Talented writer returnsd from obscurity
When I mentioned that I was writing a column about the North Carolina novelist and journalist, Robert Ruark, a friend said, "Who?"
Ruark's star has long since faded in the literary firmament, but in his heyday -- the late 1940s, 1950s and early 1960s -- the Wilmington-born writer cut quite a swath in New York, London, Africa, Cuba and Spain.
He was dubbed "the poor man's Ernest Hemingway" because his lifestyle resembled that of his friend, Ernest. Like Hemingway, he adored Africa and wrote about it. He also lived in Spain, traveled widely, wrote prodigiously, drank heavily, smoked like a chimney and died young -- age 49 at a London hospital in 1965. But unlike Hemingway, who had a slew of wives, Ruark married only one: Virginia Webb, a Washington, D.C., interior decorator, whom he wed in 1938. The couple had no children.
Lately, Ruark's reputation has been enjoying a modest comeback from oblivion. A group of admirers and old friends, fearful that he would remain forgotten, organized the Robert Ruark Society, which is headquartered in Southport, near Wilmington.
Ruark had spent boyhood summers at his grandfather's house in Southport. He based one of his most popular novels, "The Old Man and the Boy" (1957), on hunting and fishing with his grandfather. To comemorate Ruark, the state erected a roadside historic marker in Southport.
In 2000, Ruark was inducted into the North Carolina Hall of Fame, which helped his comeback. And last April the Chapel Hill Museum (523 E. Franklin St.) mounted a Ruark exhibit that runs through July 23. It contains letters from Hemingway, Groucho Marx and other luminaries along with his typewriter and other artifacts.
The exhibit displays the 1959 Time magazine issue with Ruark's face on the cover. There's also the Life magazine article about him headlined: "Brash Country Boy Makes Good as a Columnist and Gets Plenty of Caviar.
''At the time, Ruark was living in New York and writing a daily syndicated column for the Scripps Howard newspaper chain. His popular column, written with wit and sting, was read by an estimated 8 million Americans. Nothing was sacred. He targeted women's hairdos, modern art, Texans, fat-cat bankers and anything that annoyed him.

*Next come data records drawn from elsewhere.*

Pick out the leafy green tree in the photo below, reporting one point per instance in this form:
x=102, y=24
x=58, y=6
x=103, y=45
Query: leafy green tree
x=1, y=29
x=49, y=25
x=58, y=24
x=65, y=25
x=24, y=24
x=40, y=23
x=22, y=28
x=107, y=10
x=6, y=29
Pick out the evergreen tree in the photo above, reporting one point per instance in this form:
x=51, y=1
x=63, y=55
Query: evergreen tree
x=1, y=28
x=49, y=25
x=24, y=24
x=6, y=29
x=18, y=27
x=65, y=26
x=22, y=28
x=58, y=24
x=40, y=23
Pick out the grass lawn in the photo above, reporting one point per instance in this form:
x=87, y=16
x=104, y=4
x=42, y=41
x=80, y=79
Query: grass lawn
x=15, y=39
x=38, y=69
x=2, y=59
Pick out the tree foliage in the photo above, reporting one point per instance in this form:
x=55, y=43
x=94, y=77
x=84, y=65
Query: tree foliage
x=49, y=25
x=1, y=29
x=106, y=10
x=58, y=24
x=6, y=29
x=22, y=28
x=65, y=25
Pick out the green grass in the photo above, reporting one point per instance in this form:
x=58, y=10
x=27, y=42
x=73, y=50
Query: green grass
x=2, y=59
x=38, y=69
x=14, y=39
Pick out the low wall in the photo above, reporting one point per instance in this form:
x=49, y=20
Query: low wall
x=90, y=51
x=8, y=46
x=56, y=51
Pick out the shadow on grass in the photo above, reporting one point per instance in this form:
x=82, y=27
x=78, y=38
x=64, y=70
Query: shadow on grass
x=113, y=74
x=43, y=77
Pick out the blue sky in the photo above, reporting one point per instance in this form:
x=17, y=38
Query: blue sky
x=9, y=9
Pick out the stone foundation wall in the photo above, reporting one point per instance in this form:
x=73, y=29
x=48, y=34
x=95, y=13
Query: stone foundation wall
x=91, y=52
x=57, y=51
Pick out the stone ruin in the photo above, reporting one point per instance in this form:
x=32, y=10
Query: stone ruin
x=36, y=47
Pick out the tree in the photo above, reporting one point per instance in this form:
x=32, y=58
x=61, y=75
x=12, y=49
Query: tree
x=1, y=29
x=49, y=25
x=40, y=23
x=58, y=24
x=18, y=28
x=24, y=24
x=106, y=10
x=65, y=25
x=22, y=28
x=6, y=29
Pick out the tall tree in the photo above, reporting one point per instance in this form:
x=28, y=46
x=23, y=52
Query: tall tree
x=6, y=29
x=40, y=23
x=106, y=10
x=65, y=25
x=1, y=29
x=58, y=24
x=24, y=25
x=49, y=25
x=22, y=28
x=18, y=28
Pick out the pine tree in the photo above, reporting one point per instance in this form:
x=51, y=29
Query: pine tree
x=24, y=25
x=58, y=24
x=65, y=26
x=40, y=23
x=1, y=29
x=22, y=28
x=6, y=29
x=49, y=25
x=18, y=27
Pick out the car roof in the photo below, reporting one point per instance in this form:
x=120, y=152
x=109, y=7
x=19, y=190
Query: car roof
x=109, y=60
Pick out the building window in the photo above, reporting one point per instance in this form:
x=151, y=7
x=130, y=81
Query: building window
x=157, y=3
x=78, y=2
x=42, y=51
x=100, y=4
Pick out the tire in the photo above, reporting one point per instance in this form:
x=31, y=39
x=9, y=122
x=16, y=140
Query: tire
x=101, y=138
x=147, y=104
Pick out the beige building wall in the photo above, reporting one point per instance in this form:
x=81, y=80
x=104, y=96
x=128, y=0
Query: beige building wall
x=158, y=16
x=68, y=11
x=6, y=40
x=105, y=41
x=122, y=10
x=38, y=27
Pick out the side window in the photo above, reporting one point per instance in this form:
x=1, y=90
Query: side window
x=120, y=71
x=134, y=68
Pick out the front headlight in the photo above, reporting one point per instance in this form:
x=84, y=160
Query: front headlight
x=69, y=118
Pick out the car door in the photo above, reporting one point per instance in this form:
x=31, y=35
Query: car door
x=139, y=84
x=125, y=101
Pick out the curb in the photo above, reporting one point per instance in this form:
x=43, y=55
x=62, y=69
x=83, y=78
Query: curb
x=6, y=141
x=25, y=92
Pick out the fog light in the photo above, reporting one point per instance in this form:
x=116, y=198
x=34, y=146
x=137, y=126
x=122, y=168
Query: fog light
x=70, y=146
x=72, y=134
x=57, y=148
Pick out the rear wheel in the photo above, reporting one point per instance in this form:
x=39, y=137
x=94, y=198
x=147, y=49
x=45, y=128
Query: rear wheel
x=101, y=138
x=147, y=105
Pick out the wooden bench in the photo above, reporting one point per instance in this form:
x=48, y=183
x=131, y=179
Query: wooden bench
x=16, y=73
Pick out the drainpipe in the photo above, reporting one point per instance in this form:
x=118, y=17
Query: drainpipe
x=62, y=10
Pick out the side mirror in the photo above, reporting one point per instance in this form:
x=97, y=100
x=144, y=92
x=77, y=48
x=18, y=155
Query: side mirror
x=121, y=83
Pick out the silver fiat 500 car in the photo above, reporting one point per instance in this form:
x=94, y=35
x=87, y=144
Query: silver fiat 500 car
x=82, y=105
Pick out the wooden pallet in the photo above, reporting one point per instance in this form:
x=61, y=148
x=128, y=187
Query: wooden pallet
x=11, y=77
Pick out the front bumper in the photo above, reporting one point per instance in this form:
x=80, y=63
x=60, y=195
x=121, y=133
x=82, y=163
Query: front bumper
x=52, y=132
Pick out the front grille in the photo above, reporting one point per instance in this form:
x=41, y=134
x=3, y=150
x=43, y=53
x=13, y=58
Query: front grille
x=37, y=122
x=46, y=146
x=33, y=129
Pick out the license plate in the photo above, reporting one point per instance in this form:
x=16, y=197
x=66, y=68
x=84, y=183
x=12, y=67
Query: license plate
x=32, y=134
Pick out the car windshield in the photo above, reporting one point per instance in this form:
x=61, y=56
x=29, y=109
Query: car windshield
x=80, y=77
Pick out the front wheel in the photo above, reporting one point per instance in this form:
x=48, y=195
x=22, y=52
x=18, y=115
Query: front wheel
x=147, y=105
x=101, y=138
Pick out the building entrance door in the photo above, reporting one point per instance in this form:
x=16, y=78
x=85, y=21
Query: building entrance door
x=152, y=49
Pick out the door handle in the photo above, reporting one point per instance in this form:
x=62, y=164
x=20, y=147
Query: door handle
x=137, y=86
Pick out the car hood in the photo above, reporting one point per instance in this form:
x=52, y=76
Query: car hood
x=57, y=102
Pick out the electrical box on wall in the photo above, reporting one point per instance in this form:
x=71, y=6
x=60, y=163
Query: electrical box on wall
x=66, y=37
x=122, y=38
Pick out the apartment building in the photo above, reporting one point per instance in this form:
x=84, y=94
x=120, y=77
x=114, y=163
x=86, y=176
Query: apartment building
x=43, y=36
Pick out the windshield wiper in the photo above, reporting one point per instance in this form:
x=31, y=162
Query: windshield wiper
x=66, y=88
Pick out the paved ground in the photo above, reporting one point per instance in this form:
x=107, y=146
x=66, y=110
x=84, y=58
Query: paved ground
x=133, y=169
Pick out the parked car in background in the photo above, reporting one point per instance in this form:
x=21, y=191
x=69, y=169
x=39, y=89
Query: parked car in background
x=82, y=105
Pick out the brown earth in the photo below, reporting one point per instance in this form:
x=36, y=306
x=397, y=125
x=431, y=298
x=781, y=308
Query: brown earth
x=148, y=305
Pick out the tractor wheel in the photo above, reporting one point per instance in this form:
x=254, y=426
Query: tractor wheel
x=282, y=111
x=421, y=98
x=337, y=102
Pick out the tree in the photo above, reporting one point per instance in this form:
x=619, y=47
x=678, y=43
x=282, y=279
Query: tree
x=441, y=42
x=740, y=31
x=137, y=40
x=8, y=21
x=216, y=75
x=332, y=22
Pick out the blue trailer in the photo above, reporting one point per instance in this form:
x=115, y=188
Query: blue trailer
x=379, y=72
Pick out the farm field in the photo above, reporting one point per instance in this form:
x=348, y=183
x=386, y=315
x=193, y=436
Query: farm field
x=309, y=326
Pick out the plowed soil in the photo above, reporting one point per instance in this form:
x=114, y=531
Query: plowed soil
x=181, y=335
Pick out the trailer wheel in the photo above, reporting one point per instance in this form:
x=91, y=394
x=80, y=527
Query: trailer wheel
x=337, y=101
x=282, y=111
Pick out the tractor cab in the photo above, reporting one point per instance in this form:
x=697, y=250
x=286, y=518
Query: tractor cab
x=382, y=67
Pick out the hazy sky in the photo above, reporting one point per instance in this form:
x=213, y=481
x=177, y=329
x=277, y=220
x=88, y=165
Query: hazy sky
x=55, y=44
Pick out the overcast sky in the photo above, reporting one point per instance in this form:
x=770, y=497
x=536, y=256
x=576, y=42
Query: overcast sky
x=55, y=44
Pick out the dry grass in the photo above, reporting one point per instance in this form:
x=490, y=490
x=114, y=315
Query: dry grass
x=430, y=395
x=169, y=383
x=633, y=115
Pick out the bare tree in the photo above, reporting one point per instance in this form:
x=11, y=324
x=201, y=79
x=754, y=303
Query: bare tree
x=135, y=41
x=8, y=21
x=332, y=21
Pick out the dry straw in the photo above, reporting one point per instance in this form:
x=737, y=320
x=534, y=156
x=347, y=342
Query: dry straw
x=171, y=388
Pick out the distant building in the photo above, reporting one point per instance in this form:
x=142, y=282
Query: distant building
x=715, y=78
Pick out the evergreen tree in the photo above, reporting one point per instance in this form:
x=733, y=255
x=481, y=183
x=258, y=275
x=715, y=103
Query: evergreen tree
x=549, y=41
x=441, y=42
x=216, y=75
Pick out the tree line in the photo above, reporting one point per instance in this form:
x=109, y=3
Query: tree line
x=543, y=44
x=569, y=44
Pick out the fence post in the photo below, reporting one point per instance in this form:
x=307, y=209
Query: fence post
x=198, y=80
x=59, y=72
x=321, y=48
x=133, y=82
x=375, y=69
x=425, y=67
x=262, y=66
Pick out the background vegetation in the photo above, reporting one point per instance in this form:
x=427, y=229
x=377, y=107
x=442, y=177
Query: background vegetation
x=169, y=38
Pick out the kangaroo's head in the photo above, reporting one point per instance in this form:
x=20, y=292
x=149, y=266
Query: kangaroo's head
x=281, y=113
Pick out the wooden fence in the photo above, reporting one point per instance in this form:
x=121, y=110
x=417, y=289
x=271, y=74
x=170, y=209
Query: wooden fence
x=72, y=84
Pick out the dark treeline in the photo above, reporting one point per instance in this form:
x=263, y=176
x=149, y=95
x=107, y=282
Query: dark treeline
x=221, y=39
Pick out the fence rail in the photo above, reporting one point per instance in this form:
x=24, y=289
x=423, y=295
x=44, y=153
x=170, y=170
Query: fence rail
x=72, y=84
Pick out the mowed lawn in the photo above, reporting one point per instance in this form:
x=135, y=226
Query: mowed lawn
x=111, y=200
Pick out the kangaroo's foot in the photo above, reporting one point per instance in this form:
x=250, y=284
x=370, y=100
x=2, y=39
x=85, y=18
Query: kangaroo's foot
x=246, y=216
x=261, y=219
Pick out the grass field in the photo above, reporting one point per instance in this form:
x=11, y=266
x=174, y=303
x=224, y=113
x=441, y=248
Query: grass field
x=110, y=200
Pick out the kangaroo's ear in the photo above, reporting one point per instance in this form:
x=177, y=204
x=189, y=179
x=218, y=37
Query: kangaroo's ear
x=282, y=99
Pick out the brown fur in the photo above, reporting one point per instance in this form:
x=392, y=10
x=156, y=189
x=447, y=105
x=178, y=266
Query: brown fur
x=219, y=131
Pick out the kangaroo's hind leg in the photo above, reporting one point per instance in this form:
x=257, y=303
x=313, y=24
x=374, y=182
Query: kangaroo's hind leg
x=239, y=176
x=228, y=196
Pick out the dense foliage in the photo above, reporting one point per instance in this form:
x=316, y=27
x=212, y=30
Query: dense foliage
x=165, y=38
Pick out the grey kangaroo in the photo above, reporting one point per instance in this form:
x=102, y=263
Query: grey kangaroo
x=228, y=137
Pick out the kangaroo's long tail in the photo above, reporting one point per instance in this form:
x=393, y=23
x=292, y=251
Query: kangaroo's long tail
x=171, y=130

He also wrote 12 novels and sold two to Hollywood. His most popular novel, "Something of Value" (1955), became "Africa Ablaze" starring Rock Hudson. The poster promoting the 1957 movie is on display at the Chapel Hill Museum.
Ruark grew up during the Great Depression in North Carolina, and his family lived on a shoestring. He worked his way through UNC-Chapel Hill by bootlegging gin. After he graduated in 1935, he wrote for newspapers in Hamlet and Sanford before heading to Washington, D.C., and success.
Rich and famous by 1957, he made a triumphant return to Chapel Hill driving a Rolls Royce. He dropped by his fraternity, Sigma Phi Epsilon, and bought the boys a gift: an ice machine thought to be the first in Chapel Hill. The university was also the recipient of Ruark's papers.
Ruark was never a Hemingway nor a Steinbeck, but he was a talented Tar Heel writer who, after years of neglect, is finally being rediscovered. You'll find him at the library. Check him out.